The attribute inference attack involves training an estimator to predict the sensitive attribute (the attacked feature) using the other features and the true class labels during training. During the attack phase, it uses the non-sensitive features and the model’s predictions. This method assumes that the attacker has access to the target model’s predictions for the samples under attack.

Methodology#

  1. Data Collection: - Gather the dataset including both sensitive (attacked) and non-sensitive features. - Ensure the dataset contains true class labels for training purposes.

  2. Feature Preparation: - Separate the dataset into non-sensitive features (input features) and the sensitive feature (target feature). - Remove the sensitive feature from the dataset. - During training, combine the non-sensitive features with the true class labels.

  3. Model Training: - Train an estimator where the input is the combination of non-sensitive features and true class labels, and the output is the sensitive feature. - Use standard training techniques and appropriate metrics to evaluate the performance of the estimator.

  4. Inference (Attack Phase): - Use the trained estimator to predict the sensitive attribute for new samples based on their non-sensitive features and the model’s predictions.

Example Workflow#

  1. Load Data: - Load the dataset containing both sensitive and non-sensitive features.

  2. Preprocess Data: - Separate the sensitive feature from the dataset. - Combine the non-sensitive features with the true class labels for training.

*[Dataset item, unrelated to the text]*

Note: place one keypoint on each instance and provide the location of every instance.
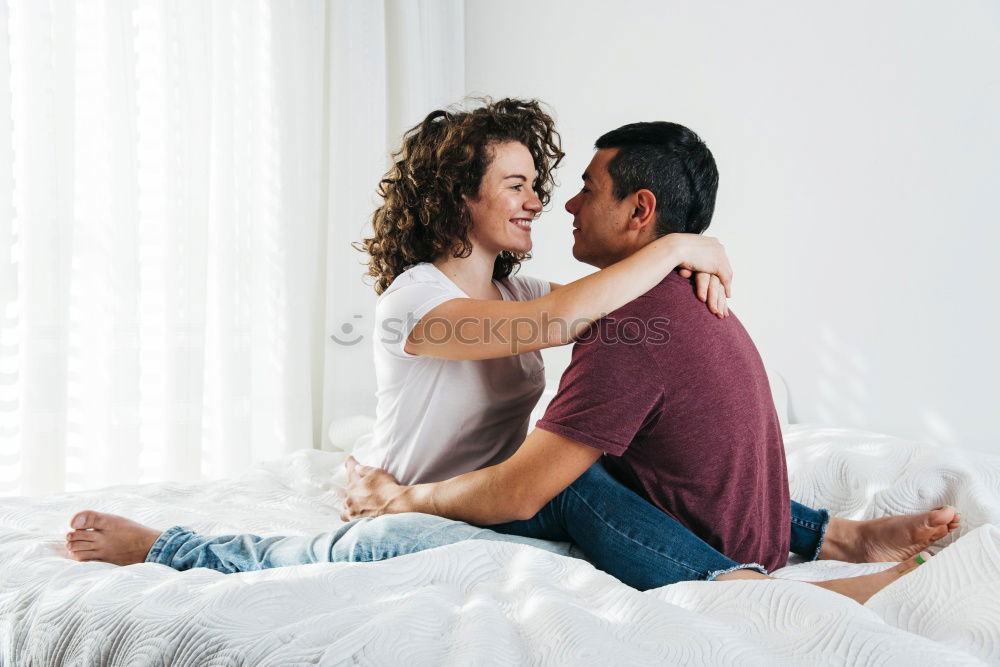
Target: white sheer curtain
(162, 227)
(180, 182)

  3. Train Attribute Inference Model: - Use the non-sensitive features and true class labels as input to train the estimator. - Train the estimator to predict the sensitive feature.

  4. Attack Phase: - Obtain predictions from the target model for each sample in the dataset. - Use the non-sensitive features and the model’s predictions as input to the trained estimator to infer the sensitive attribute.

Accuracy Calculation#

Classification#

To evaluate the performance of the attribute inference attack, the accuracy of the estimator is calculated using the following equation:

\[\text{Accuracy} = \frac{1}{n} \sum_{i=1}^{n} \mathbf{1}\{\hat{y}_i = y_i\}\]

Where:

  • \(n\) is the total number of samples.

  • \(\hat{y}_i\) is the predicted value of the sensitive attribute for the \(i\)-th sample.

  • \(y_i\) is the true value of the sensitive attribute for the \(i\)-th sample.

  • \(\mathbf{1}\{\cdot\}\) is the indicator function that returns 1 if the condition inside is true, and 0 otherwise.

Regression#

For regression tasks, the Mean Squared Error (MSE) is commonly used to measure the performance of the attribute inference attack. The MSE is calculated as follows:

\[\text{MSE} = \frac{1}{n} \sum_{i=1}^{n} (y_i - \hat{y}_i)^2\]

Where:

  • \(n\) is the total number of samples.

  • \(y_i\) is the true value of the sensitive attribute for the \(i\)-th sample.

  • \(\hat{y}_i\) is the predicted value of the sensitive attribute for the \(i\)-th sample.

The MSE provides an indication of how close the predicted values are to the true values, with lower values indicating better performance.